Lo stabile di via del Caravaggio 105, definito “l’occupazione più grande d’Italia” e che ospitava almeno 127 famiglie e fino a 400 persone, è stato sgomberato. Non dalle forze di polizia ma dall’esito di una lunga azione amministrativa che ha visto impegnati tutti i livelli istituzionali per il rinvenimento di soluzioni immobiliari alternative. Torna così nella disponibilità della famiglia di costruttori Armellini lo stabile, mentre la metodologia applicata nel caso romano diventa già una buona pratica per la gestione dell’ordine pubblico evidenziata a livello nazionale.
Dove vanno le famiglie di via del Caravaggio
Al centro della risoluzione del problema Caravaggio 105, c’è stato il dialogo e la stretta sinergia fra amministrazione regionale, comunale, Ater e prefettura di Roma. Fra patrimonio regionale e dell’Azienda case popolari sono stati rinvenuti 80 appartamenti, altri 13 sono stati messi a disposizione dal Comune di Roma che ha erogato anche dei buoni affitto: progressivamente, dunque, gli occupanti hanno ottenuto delle soluzioni domiciliari alternative, il che ha consentito di terminare l’uso abitativo del palazzo.
La storia dell'occupazione
Fino al 2013 lo stabile ospitava gli uffici dell’assessorato regionale al Patrimonio. Dopo la restituzione da parte dell’ente istituzionale alla proprietà privata era arrivata l’occupazione da parte dei movimenti per il diritto all’abitare. A favore della parte privata era stata emessa anche una sentenza del TAR del Lazio che ha disposto in passato un risarcimento del danno da 260mila euro al mese per il lucro cessante patito dai costruttori.

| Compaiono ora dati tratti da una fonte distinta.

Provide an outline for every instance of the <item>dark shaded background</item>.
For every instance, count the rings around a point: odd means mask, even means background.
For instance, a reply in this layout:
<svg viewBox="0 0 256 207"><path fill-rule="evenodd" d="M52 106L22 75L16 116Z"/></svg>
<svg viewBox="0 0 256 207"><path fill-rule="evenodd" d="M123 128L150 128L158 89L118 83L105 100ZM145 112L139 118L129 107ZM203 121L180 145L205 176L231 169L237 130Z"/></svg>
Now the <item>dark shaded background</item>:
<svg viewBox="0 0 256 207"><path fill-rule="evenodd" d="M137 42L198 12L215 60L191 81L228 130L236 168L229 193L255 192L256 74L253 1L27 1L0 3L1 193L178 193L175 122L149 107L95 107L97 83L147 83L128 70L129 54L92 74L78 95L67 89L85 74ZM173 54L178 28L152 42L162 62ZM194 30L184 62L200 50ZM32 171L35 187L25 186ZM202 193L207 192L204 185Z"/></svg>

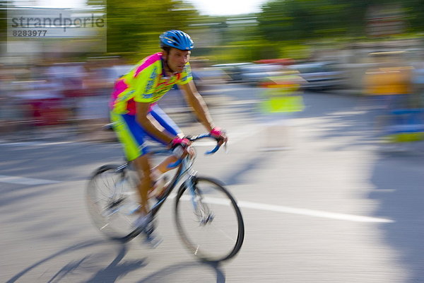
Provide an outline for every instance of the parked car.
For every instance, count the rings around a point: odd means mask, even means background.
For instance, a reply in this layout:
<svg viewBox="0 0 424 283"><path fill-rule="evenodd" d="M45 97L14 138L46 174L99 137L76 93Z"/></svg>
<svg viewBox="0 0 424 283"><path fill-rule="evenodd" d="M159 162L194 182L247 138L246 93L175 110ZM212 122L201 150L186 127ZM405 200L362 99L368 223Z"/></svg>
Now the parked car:
<svg viewBox="0 0 424 283"><path fill-rule="evenodd" d="M304 89L326 90L342 88L344 72L333 62L315 62L290 65L288 69L299 71L305 81Z"/></svg>
<svg viewBox="0 0 424 283"><path fill-rule="evenodd" d="M268 77L277 75L282 69L281 65L275 64L254 64L245 66L241 74L242 81L257 85Z"/></svg>
<svg viewBox="0 0 424 283"><path fill-rule="evenodd" d="M253 63L233 63L233 64L219 64L212 66L225 72L228 77L229 83L242 83L243 76L242 74L245 72L245 69L254 65Z"/></svg>

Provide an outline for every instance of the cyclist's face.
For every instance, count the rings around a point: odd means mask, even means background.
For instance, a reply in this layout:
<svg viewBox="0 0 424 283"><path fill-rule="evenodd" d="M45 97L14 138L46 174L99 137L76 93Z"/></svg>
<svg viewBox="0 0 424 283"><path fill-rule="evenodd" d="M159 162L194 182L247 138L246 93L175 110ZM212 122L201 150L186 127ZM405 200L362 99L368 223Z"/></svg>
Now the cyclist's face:
<svg viewBox="0 0 424 283"><path fill-rule="evenodd" d="M181 73L190 59L191 51L171 48L167 54L167 64L173 71Z"/></svg>

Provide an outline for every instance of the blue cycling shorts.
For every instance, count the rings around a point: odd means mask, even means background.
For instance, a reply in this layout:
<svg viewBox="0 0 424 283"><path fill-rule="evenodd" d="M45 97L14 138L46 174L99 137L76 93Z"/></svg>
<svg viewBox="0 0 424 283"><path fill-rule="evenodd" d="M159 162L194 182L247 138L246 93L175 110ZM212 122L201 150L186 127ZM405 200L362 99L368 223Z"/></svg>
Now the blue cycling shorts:
<svg viewBox="0 0 424 283"><path fill-rule="evenodd" d="M151 107L149 113L171 135L176 136L182 132L174 121L157 104ZM123 146L125 157L128 161L134 160L149 152L146 143L148 137L166 145L163 142L145 131L136 120L135 115L120 115L111 112L110 117L114 123L114 132Z"/></svg>

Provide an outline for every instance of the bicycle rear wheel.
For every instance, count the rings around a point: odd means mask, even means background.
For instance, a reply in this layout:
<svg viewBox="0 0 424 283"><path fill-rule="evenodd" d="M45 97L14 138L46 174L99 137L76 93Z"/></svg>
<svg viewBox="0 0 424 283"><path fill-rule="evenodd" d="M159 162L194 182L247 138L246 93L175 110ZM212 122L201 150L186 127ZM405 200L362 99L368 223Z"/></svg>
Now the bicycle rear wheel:
<svg viewBox="0 0 424 283"><path fill-rule="evenodd" d="M95 226L110 238L129 241L138 233L131 224L136 216L136 181L129 170L108 164L95 171L87 187L87 207Z"/></svg>
<svg viewBox="0 0 424 283"><path fill-rule="evenodd" d="M218 181L194 177L192 188L183 184L175 202L175 221L184 245L209 262L229 260L245 238L243 219L235 200Z"/></svg>

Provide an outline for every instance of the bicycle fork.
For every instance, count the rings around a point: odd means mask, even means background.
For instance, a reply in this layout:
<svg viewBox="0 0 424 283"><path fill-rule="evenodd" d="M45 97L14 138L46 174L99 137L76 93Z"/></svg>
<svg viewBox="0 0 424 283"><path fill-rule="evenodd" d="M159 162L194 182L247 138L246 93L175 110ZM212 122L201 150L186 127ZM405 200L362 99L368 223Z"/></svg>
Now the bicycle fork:
<svg viewBox="0 0 424 283"><path fill-rule="evenodd" d="M207 224L212 222L214 216L208 205L204 202L201 192L194 185L196 178L195 173L190 174L190 176L185 181L185 185L190 192L193 211L197 216L199 225L206 226Z"/></svg>

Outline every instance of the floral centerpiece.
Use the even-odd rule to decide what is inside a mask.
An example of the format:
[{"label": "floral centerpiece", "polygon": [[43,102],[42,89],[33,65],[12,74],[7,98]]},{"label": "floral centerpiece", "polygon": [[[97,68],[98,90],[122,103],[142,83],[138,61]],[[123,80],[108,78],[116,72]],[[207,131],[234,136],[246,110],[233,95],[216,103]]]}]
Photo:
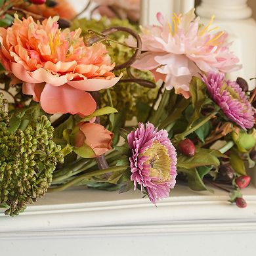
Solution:
[{"label": "floral centerpiece", "polygon": [[139,189],[157,204],[177,182],[218,187],[245,207],[256,91],[225,79],[241,68],[227,33],[213,33],[194,10],[171,23],[158,13],[159,24],[140,29],[120,18],[48,16],[61,15],[58,5],[0,2],[5,214],[74,186]]}]

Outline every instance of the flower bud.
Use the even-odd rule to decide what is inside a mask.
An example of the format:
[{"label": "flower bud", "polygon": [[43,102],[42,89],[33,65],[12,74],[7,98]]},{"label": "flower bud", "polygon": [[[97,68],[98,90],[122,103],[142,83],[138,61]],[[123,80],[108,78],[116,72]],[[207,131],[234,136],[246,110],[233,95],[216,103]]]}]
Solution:
[{"label": "flower bud", "polygon": [[98,123],[79,123],[74,129],[70,138],[72,144],[77,148],[84,148],[85,152],[86,148],[91,148],[94,152],[94,156],[88,156],[91,158],[101,156],[112,149],[113,133]]},{"label": "flower bud", "polygon": [[252,150],[249,153],[250,158],[254,161],[256,161],[256,150]]},{"label": "flower bud", "polygon": [[55,7],[58,5],[58,3],[56,1],[53,0],[47,0],[46,5],[48,7],[53,8]]},{"label": "flower bud", "polygon": [[196,147],[189,139],[185,139],[179,143],[179,150],[181,154],[186,156],[193,156],[196,153]]},{"label": "flower bud", "polygon": [[236,204],[240,208],[245,208],[247,206],[246,201],[243,198],[236,198]]},{"label": "flower bud", "polygon": [[239,86],[244,92],[246,93],[248,91],[248,84],[244,78],[238,77],[236,79],[236,83],[238,83]]},{"label": "flower bud", "polygon": [[43,5],[46,3],[46,0],[29,0],[29,1],[34,5]]},{"label": "flower bud", "polygon": [[58,26],[60,28],[67,28],[70,27],[70,22],[68,20],[60,18],[58,21]]},{"label": "flower bud", "polygon": [[221,165],[219,168],[217,179],[231,182],[234,178],[234,171],[226,165]]},{"label": "flower bud", "polygon": [[246,188],[251,181],[251,177],[248,175],[242,175],[236,179],[236,184],[239,188]]}]

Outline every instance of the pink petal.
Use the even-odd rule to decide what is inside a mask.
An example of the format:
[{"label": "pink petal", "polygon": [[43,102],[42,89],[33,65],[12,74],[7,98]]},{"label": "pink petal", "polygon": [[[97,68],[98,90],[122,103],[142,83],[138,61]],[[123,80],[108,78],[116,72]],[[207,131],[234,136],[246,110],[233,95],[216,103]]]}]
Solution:
[{"label": "pink petal", "polygon": [[40,102],[42,108],[49,114],[89,116],[96,110],[95,100],[89,93],[67,84],[56,87],[47,83]]},{"label": "pink petal", "polygon": [[114,77],[107,80],[104,79],[89,79],[87,80],[69,81],[68,85],[81,91],[96,91],[112,87],[120,79],[123,74],[119,77]]},{"label": "pink petal", "polygon": [[32,77],[31,72],[25,70],[25,68],[21,64],[11,62],[10,64],[11,70],[12,74],[20,80],[26,83],[39,83],[43,82],[43,80],[38,80]]},{"label": "pink petal", "polygon": [[39,68],[31,72],[31,76],[38,81],[51,83],[54,86],[63,85],[68,81],[66,75],[54,75],[43,68]]},{"label": "pink petal", "polygon": [[150,70],[157,68],[160,64],[156,61],[155,57],[159,56],[159,53],[145,53],[140,55],[140,59],[132,65],[138,70]]},{"label": "pink petal", "polygon": [[45,83],[23,83],[22,93],[25,95],[33,96],[33,100],[40,101],[41,95],[45,87]]}]

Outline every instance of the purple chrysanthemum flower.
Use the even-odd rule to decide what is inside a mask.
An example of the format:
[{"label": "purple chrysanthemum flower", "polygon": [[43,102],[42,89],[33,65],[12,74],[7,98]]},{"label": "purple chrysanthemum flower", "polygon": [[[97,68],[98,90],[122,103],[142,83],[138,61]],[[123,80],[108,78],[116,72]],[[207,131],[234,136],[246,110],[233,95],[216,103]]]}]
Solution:
[{"label": "purple chrysanthemum flower", "polygon": [[254,108],[239,85],[231,81],[225,81],[224,75],[221,73],[209,73],[203,76],[208,93],[228,119],[244,129],[253,127]]},{"label": "purple chrysanthemum flower", "polygon": [[128,135],[128,144],[135,190],[137,182],[146,190],[150,201],[155,203],[167,198],[173,188],[177,176],[177,153],[165,130],[150,123],[139,123],[139,128]]}]

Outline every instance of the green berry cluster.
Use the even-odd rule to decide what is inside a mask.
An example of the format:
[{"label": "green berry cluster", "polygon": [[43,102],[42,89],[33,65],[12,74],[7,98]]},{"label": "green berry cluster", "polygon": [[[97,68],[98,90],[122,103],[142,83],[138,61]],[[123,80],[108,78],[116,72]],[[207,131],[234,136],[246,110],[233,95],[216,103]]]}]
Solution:
[{"label": "green berry cluster", "polygon": [[47,116],[24,131],[10,132],[7,126],[0,125],[0,203],[8,205],[6,215],[14,216],[45,195],[64,156],[53,140],[54,128]]}]

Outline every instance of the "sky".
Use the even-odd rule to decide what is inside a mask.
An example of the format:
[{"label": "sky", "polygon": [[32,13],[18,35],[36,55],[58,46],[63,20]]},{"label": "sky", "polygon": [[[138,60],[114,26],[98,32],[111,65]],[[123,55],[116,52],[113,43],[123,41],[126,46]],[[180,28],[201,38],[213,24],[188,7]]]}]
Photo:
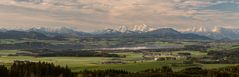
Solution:
[{"label": "sky", "polygon": [[0,28],[239,27],[239,0],[0,0]]}]

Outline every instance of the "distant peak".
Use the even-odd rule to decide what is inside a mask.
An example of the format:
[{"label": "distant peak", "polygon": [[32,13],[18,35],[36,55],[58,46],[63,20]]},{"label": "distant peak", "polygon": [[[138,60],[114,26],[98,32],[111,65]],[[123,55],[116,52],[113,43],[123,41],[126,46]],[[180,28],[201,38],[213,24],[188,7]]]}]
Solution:
[{"label": "distant peak", "polygon": [[120,26],[117,29],[115,29],[116,31],[119,32],[149,32],[149,31],[153,31],[155,30],[155,28],[152,28],[146,24],[140,24],[140,25],[134,25],[134,26]]}]

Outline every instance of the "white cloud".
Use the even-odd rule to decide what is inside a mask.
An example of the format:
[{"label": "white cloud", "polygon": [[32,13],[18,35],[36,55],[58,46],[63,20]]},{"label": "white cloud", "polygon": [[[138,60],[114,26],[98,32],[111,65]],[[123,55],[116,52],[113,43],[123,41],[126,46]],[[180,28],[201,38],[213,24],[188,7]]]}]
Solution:
[{"label": "white cloud", "polygon": [[[200,8],[237,0],[1,0],[1,24],[74,25],[79,28],[124,24],[226,25],[235,13]],[[200,9],[200,10],[199,10]],[[16,14],[16,19],[7,13]],[[24,18],[24,21],[19,17]],[[229,18],[231,17],[231,18]],[[205,22],[207,21],[207,22]],[[22,22],[22,23],[21,23]],[[232,22],[232,21],[231,21]],[[43,24],[44,23],[44,24]],[[0,25],[1,25],[0,24]],[[239,24],[239,23],[238,23]]]}]

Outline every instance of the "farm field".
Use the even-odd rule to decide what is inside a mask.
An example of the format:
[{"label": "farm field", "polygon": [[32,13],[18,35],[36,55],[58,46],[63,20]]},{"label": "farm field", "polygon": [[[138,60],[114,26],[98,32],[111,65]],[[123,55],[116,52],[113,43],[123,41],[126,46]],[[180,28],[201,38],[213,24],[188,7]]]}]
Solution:
[{"label": "farm field", "polygon": [[[14,54],[17,50],[2,50],[0,54]],[[173,52],[173,54],[179,52],[190,52],[190,51],[178,51]],[[164,54],[166,52],[163,52]],[[205,53],[191,52],[193,56],[204,56]],[[2,56],[0,57],[0,64],[10,66],[14,61],[33,61],[33,62],[49,62],[56,65],[68,66],[72,71],[79,72],[82,70],[103,70],[103,69],[119,69],[127,70],[130,72],[138,72],[145,69],[160,68],[162,66],[171,66],[174,71],[179,71],[189,67],[200,66],[204,69],[214,69],[226,66],[235,66],[237,64],[182,64],[184,60],[167,60],[167,61],[154,61],[145,60],[137,61],[142,59],[141,53],[124,52],[117,53],[120,55],[126,55],[125,58],[120,60],[126,62],[126,64],[102,64],[105,61],[112,61],[114,58],[110,57],[32,57],[32,56]],[[135,62],[136,61],[136,62]]]}]

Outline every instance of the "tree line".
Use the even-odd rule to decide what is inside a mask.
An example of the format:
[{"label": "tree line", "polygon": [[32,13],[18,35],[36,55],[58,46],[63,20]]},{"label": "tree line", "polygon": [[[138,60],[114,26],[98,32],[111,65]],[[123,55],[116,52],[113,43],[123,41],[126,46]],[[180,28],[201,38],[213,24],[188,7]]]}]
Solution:
[{"label": "tree line", "polygon": [[53,63],[15,61],[9,69],[0,65],[0,77],[74,77],[74,73]]}]

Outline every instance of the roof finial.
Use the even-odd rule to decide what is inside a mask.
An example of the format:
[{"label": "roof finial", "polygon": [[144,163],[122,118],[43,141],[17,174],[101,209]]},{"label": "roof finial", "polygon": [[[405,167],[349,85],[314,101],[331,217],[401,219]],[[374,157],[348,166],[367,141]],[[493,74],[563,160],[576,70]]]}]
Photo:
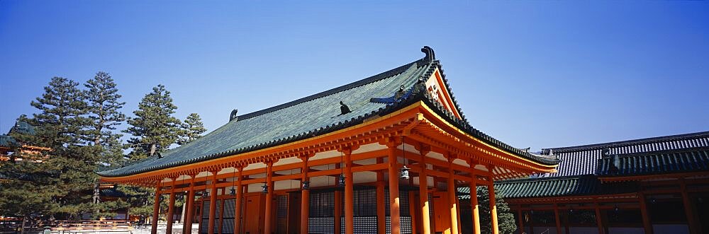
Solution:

Video del 2019 - Valeriani visita l'occupazione di viale Caravaggio: "No agli sgomberi senza alternativa"
La soddisfazione degli enti
Le reazioni positive partono dal governo e arrivano agli enti di prossimità. La ministra dell’Interno Luciana Lamorgese diffonde una nota: “La riconsegna oggi ai proprietari di due immobili occupati da oltre sette anni in viale del Caravaggio assume un importante valore perché avviene senza l'uso della forza pubblica, al termine di una trattativa che ha consentito di trovare soluzioni abitative alternative grazie all'impegno profuso dalla regione Lazio e dal comune di Roma. La liberazione dei due stabili consente anche di chiudere una vicenda giudiziaria che grava pesantemente sulle casse dello Stato.